I'm not sure, but here is a link I posted before. It's for a video that is very detailed, to include clipper selection etc. that may be useful if you don't have anyone close to really help/ http://www.imhoffgoatranch.com/


----------



## goatgirlzCA (Mar 9, 2011)

Wethers need to be sheared usually down to 3/8". I have Lister Star clippers, which are expensive, but well worth it. You might be able to find a pair of used ones on ebay or something. My blades are called cover coats. We wether at 8 weeks also. Good luck!


----------



## Dani-1995 (Mar 11, 2011)

I use andis ultraedge clippers, they go for about $150 and are worth every penny.


----------



## HoosierShadow (Apr 20, 2010)

Wow thanks so much!
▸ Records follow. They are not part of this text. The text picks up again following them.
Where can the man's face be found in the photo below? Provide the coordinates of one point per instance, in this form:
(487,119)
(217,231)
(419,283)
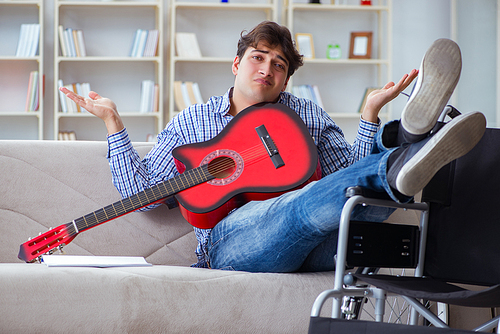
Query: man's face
(261,74)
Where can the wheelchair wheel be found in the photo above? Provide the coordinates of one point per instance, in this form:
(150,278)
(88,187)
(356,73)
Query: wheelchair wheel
(397,310)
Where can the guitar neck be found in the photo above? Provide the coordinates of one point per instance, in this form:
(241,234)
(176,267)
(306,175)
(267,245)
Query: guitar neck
(142,199)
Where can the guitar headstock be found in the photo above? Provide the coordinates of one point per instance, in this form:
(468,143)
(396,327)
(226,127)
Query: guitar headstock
(46,243)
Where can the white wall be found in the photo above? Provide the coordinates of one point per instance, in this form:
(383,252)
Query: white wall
(416,24)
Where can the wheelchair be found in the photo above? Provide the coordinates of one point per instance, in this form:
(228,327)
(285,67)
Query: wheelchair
(455,244)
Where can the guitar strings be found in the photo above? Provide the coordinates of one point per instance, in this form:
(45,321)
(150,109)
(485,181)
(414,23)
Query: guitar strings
(250,156)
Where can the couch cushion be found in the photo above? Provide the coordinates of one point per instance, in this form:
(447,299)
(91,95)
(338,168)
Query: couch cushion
(157,299)
(48,183)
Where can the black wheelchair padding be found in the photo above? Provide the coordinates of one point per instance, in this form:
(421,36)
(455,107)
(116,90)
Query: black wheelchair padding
(382,245)
(463,241)
(319,325)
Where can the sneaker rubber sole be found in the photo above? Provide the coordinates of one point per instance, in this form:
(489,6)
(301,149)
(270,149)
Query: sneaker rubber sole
(438,76)
(454,140)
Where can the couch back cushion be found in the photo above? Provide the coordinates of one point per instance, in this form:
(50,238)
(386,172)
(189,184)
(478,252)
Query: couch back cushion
(48,183)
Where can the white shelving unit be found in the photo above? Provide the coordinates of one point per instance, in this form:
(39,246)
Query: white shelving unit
(217,36)
(333,23)
(15,71)
(109,29)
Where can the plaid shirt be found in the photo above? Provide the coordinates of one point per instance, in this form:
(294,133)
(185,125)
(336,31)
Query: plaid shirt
(202,122)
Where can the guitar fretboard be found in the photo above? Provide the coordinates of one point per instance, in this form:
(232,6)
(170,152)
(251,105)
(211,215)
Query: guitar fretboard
(142,199)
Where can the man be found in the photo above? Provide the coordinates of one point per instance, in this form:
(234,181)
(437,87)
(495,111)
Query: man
(298,230)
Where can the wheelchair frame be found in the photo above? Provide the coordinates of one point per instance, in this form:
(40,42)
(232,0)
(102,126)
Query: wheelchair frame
(340,290)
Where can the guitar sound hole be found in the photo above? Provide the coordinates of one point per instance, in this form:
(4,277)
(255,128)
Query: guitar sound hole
(221,167)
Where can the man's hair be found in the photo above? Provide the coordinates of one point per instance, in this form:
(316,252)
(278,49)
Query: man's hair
(274,35)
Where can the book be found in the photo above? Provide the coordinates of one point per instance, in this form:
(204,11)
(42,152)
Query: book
(365,96)
(66,135)
(149,96)
(72,42)
(94,261)
(145,43)
(310,92)
(29,37)
(32,97)
(186,45)
(151,43)
(186,94)
(178,98)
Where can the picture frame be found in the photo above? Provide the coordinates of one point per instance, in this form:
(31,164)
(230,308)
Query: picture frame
(361,45)
(305,45)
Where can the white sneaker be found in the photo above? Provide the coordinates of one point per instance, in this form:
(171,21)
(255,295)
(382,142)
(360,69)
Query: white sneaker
(416,166)
(438,76)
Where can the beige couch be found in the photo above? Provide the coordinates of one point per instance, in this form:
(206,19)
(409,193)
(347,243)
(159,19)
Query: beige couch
(45,184)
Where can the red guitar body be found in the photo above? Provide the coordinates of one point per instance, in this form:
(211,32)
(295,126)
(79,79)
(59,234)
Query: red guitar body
(262,153)
(253,174)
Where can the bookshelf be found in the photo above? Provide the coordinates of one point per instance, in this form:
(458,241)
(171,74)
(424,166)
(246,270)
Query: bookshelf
(16,70)
(337,79)
(109,29)
(217,37)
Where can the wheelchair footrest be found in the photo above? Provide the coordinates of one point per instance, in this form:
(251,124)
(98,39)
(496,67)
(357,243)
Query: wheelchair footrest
(382,245)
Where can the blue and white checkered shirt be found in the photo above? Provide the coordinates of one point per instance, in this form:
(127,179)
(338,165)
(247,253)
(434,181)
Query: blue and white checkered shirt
(202,122)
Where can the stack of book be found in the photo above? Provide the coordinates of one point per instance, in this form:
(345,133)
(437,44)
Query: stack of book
(150,96)
(310,92)
(68,105)
(145,43)
(33,92)
(66,135)
(72,42)
(28,40)
(186,93)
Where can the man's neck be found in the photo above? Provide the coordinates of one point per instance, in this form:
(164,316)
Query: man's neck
(236,105)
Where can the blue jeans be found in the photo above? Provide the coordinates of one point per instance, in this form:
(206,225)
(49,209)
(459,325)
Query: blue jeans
(298,230)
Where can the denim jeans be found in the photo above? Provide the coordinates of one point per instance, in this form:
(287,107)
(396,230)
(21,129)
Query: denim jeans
(298,230)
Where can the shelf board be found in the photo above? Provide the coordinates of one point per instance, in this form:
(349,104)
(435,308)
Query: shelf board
(20,2)
(221,6)
(14,58)
(347,61)
(107,58)
(109,3)
(204,59)
(351,115)
(322,7)
(306,61)
(20,113)
(122,114)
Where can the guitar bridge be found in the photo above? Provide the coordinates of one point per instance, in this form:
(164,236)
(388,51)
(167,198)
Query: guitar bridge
(270,146)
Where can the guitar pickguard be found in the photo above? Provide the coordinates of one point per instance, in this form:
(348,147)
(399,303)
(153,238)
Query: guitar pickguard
(235,169)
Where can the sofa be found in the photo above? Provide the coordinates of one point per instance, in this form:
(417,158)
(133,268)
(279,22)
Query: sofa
(45,184)
(48,183)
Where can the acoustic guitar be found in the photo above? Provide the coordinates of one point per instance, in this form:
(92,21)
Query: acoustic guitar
(262,153)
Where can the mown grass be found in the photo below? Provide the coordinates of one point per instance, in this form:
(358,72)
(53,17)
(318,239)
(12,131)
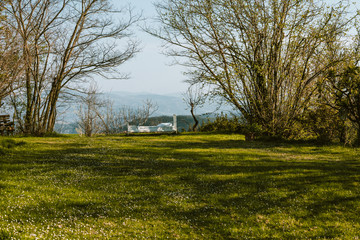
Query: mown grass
(177,187)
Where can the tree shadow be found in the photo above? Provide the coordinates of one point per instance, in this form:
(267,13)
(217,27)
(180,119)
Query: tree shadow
(207,191)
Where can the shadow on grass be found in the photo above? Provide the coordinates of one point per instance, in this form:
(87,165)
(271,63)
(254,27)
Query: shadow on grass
(207,191)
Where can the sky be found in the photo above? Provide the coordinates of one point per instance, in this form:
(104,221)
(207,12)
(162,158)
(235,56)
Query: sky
(150,71)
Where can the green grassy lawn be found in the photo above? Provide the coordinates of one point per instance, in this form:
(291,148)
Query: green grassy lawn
(177,187)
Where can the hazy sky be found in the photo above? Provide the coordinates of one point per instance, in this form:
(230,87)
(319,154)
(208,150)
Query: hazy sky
(150,71)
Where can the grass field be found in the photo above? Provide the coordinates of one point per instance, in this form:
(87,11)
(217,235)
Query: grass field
(177,187)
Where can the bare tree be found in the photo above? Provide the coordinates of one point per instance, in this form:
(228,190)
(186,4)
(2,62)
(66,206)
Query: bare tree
(194,97)
(62,43)
(89,118)
(263,56)
(10,62)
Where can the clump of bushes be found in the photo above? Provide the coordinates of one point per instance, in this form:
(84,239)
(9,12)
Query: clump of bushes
(223,124)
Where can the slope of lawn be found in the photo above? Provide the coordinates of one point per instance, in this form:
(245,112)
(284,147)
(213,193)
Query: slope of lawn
(177,187)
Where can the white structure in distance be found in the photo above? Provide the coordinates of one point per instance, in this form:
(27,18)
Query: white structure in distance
(162,127)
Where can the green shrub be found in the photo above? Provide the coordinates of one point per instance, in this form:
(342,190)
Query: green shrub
(5,235)
(223,124)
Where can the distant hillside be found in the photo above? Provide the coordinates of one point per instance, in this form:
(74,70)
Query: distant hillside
(167,106)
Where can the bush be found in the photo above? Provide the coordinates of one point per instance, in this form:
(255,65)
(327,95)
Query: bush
(223,124)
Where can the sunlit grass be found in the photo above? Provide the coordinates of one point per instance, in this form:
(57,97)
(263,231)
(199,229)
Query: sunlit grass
(177,187)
I will check out the link and check out the clippers you've both suggested! 

I will definitely have questions, because I am lousy at the 
calcium to phosphorus ratio, even though we've never had issues with our bucklings/bucks with it, still I know that wethers are supposed to get more grain and less hay so they don't get hay bellies.

Is it true it's best to pretty much 'dry lot' them when the kids start prepping them? I know it would help keep them from getting worms. 
Right now we have 2 possible wethers - but we want to wait and see what the other 2 does have before the kids choose their project animals.
So we have a couple of months to go thank goodness.

I am thinking $150 or so for clippers. Then I have the 2 old, cheaper pairs as a backup - their blades are just getting a little dull, and they take forever to clip no matter what kind of clip lol could just be me tho' lol


----------



## Dani-1995 (Mar 11, 2011)

I don't completely dry lot mine. They can get some browse but I keep the little bit.of grass they have cut down too short to eat. They have a tree they can get leaves off of but once their at the monitor everything stage they can't reach them. I do let them out to browse for about thirty minutes three or four time a week to keep the rumen going good. I don't feed hay, just browse.


----------



## mamma2kids (Dec 29, 2012)

I use Andis horse clippers and a pair of $30 Wahl from Walmart and they work well without overheating. Be sure to get coolant and oil when you get the clippers. I want to say the blades are 10 and 2 but not positive. Showing a wether kinda depends on the breed. You shouldn't shave a pygmy or silky bald as they are judged on their coat. There are tricks like not shaving the lower part of the leg, run the clippers around the inside of the back legs to make them look thicker and the front as well. Be sure to blend the hair so its not obvious lines. Wash the goats before clipping to extend the life of your clippers. Feed your goats pine branches about a month before showing as this is a natural dewormer and fiber in their diet. They get pretty slick. Walking them will make them easier to handle and muscle them up too. Seems like a lot of work but really shows in the ring.


----------



## HoosierShadow (Apr 20, 2010)

Thanks so much. Wahl is the brand we have that I used last year. 
My kids show boer/boer percentages. So far we have 3 boys we're planning to wether - 1 for each of my kids  2 of them were born yesterday, so we have a ways to go before they do any prep on them.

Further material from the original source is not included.